Eights and tens

Eight cars
If each car signifies one thousand words… we’ll need a bigger car park

A pedant’s definition of ‘decimate’ is to dispose of one tenth of whatever one’s seeking to dispose of. I don’t know whether there’s an equivalent expression, to produce one tenth of whatever one’s seeking to produce. It would be quite useful at the moment.

On Thursday night I typed up several pages of longhand, and was immoderately pleased to find out that it tipped the word count of the new novel over the eight thousand mark. Eight thousand and seven, to be precise. This is particularly satisfying because Speak Its Name ended up at ‘about eighty thousand words’. And some basic maths will tell you that 8,000:80,000 translates neatly to 1:10.

This does not, of course,  mean that the new book is one tenth finished. Speak Its Name went up to 115,000, after all – though I hope that I’ve got more of an idea of what I’m doing this time round. The current eight thousand and seven words don’t feel like a tenth of a book.

What I’ve got so far feels too nebulous, too insubstantial to be the backbone that ‘a tenth’ implies. That’s partly because I’m writing, as I always do, a scene here and a line there, a page from the beginning and a conversation from the end. I get one little snippet down on paper and it spawns three or four in completely different places in the plot.
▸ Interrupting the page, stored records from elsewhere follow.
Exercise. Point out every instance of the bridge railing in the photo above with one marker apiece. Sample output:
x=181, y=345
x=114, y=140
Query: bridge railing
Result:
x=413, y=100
At this stage I don’t think too much about structure; I just hang on as best I can and catch as much of it as possible. I’m not reading these words yet, because I don’t think they’d stand up to it. I’d either destroy them or get depressed. It doesn’t matter. There’s time. There’s plenty of time.

All the same: eight thousand words are down. Eight thousand out of eighty thousand – ish.